Tackling disparities and inequalities
None of the pandemic’s impacts have affected the entire population equally, and cancer care is no exception. COVID restrictions have meant that people have had to attend appointments and receive difficult news alone. This has been even more challenging for patients who may require interpreters.
In the absence of a BSL (British Sign Language) interpreter, Coleen, a deaf woman interviewed by the BBC, received a diagnosis she struggled to understand. Because of PPE rules, staff could not remove their masks to allow her to lip read and although she was supplied with a large quantity of written information this was unhelpful as she, like many people who are deaf from birth, struggles to read. All these factors left her feeling isolated at a time when support is so incredibly valuable. Coleen’s story is not unique and echoes the experiences of many other deaf patients and those who do not have English as their first language. As a result of barriers like this, many people across the UK will have had an already tough time made even more difficult by the disruption of COVID.

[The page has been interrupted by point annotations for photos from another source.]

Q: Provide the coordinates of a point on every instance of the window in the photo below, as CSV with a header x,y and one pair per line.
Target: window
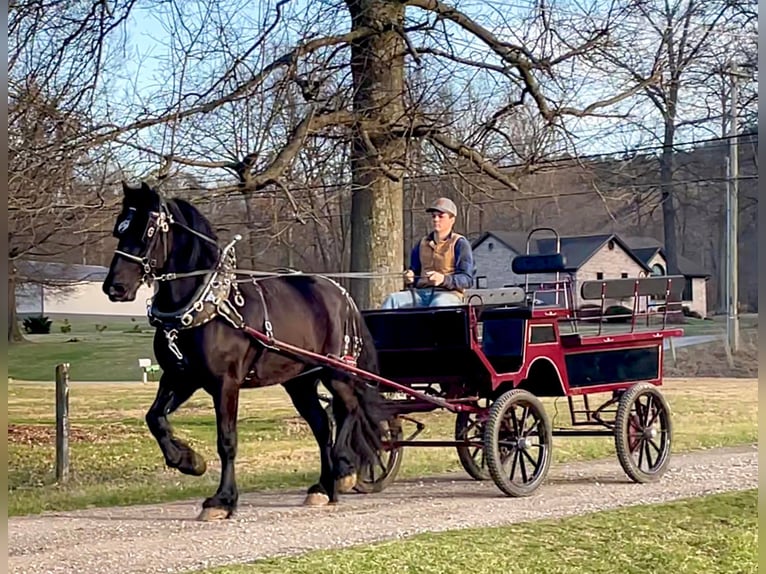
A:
x,y
688,294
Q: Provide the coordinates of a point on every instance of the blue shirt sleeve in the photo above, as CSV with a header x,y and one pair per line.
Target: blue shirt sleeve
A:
x,y
464,267
415,260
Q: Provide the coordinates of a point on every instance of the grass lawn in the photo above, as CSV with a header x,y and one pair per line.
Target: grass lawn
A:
x,y
114,459
716,534
97,349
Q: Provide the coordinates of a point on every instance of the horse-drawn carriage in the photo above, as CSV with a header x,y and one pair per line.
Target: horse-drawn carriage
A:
x,y
489,361
492,359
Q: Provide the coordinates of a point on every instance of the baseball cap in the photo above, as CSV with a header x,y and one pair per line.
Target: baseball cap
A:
x,y
444,205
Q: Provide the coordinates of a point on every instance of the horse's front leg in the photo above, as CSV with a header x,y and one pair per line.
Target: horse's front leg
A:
x,y
177,453
223,503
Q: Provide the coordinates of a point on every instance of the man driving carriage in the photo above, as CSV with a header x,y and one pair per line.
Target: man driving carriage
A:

The call for evidence to underpin upcoming plans for Javid’s ‘war on cancer’ seeks views and experiences from a wide cross-section of society. Hopefully, experiences like Coleen’s will be included so that they are not repeated.

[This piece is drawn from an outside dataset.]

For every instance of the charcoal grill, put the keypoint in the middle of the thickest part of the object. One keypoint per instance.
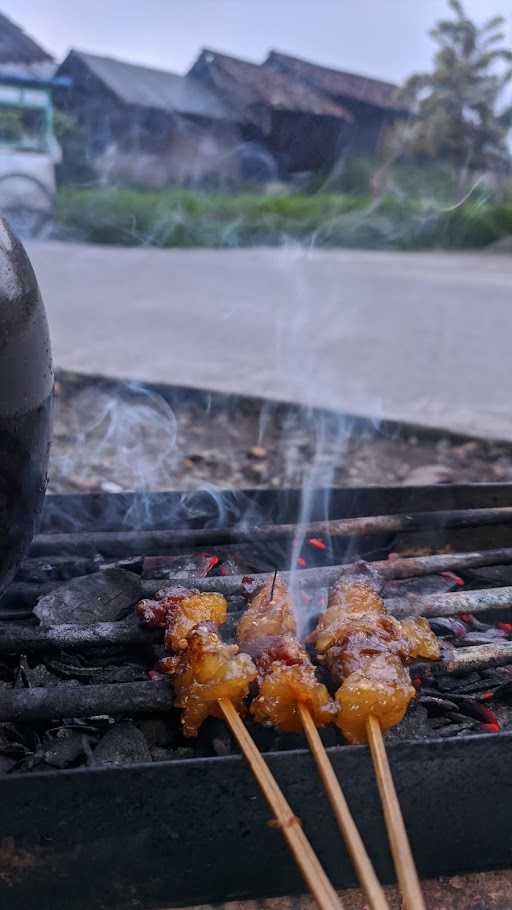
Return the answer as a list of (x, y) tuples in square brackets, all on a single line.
[(196, 830)]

Boosting the cancer workforce
A familiar problem for the NHS is finding – and retaining – enough staff to combat the huge backlogs the service currently faces. Staff are tired, burning out, likely traumatised by the experiences of the past year, and vast numbers have had to isolate due to potential COVID exposure. Once again, cancer care is not safe from this challenge.
Lynda Thomas of Macmillan Cancer Support commented that improving diagnosis and treatment is like ‘building sandcastles while the tide comes’ without extra staff to support demand. Indeed, these improvements are but a small part of the puzzle. To combat staffing challenges, the government is ‘aiming to build a world class cancer workforce to help the NHS’s recovery by developing new roles along with training and upskilling the current workforce.’

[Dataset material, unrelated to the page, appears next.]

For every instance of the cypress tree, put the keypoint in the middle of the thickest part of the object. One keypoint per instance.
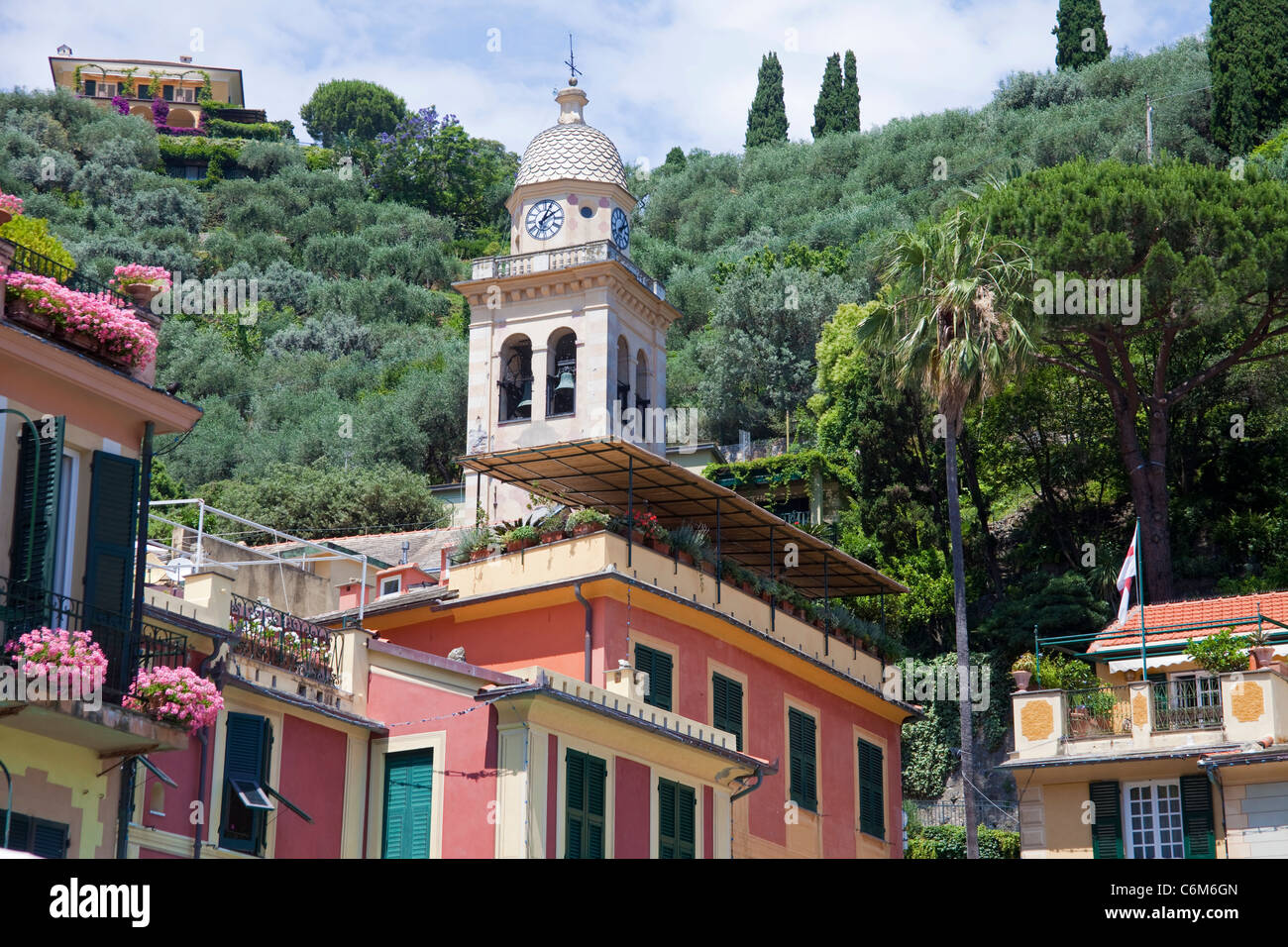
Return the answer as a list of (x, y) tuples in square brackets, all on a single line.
[(829, 108), (1072, 48), (767, 120), (1248, 53), (850, 91)]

Upskilling the current workforce is certainly a good idea, but a challenge that frequently arises is finding the time to train staff. NHS staff are already rushed off their feet, making it hard to fit training into their already packed schedules. The time investment would likely be worth it in the long term, but spare time is not something the NHS currently possesses.
Anna Jewell, chair of the Less Survivable Cancers Taskforce emphasised the urgency of the situation, stating that ‘if we are to truly be successful we need to go much further on cancer and improve the persistently poor outcomes that patients in this country have long experienced.’
Javid’s battle plans appear to be comprehensive, but whether the plan will be enough to counter the impact of those 50,000 fewer diagnoses remains to be seen.